Eines Tages führte einen Handwerksburschen der Weg an der Mauer vorbei. Er war schon weit gewandert und ehrlich müde. So setzte er sich mitten in das schöne grüne Gras und die bunten Blumen und dachte an die Prinzessin mit dem lieblichen Lächeln, an das goldene Schloss und an die giftigen Schlangen. Die Prinzessin wäre ihm eigentlich am liebsten gewesen. Er schloss die Augen halb und blinzelte durch den Liderspalt zur Mauer und zur goldenen Türe.
„Sonst geht man durch die Türe, wenn man irgendwo hinein will.“ Dachte er: „Aber die Türe hat ja wohl kein Schloss.“
Trotzdem stand er auf, ging zur Türe und stieß mit der Faust daran. Und die Türe – O Wunder – die Türe öffnete sich einen Spalt. Der Handwerksbursch riss Mund und Augen auf. Da war ihm also gelungen, was kein Gelehrter gefunden hatte. Aber die waren eben zu klug, auf so etwas Einfaches wären sie nie gekommen. Eine Türe ohne Schloss, eine Türe ohne Griff, die kann man doch nicht nur so einfach aufmachen. Ei ja, man konnte, das sah der Handwerksbursche nun, als er sie vollends aufstieß.
Was aber sah er dahinter?
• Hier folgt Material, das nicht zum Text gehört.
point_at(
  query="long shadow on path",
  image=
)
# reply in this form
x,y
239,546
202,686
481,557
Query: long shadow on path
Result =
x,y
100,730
Goldene Gräser? Nein. Eine Prinzessin? Nein. Auch Schlangen nicht. Gras war da, gewöhnliches grünes Gras und bunte Blumen, genau wie draußen, und Bäume überall und blauer Himmel und Wolken und im Bächlein helles Wasser – nein, wirklich, kein bisschen anders als vor der Mauer.
Die Leute wollten es nicht glauben, als sie davon hörten. In Scharen kamen sie, um selbst das grüne Gras zu sehen. Sie untersuchten jeden finsteren Winkel, ob nicht doch irgendwo ein goldenes Blatt wäre oder ein Steinchen aus den Edelsteinfenstern. Aber nichts war da, gar nichts.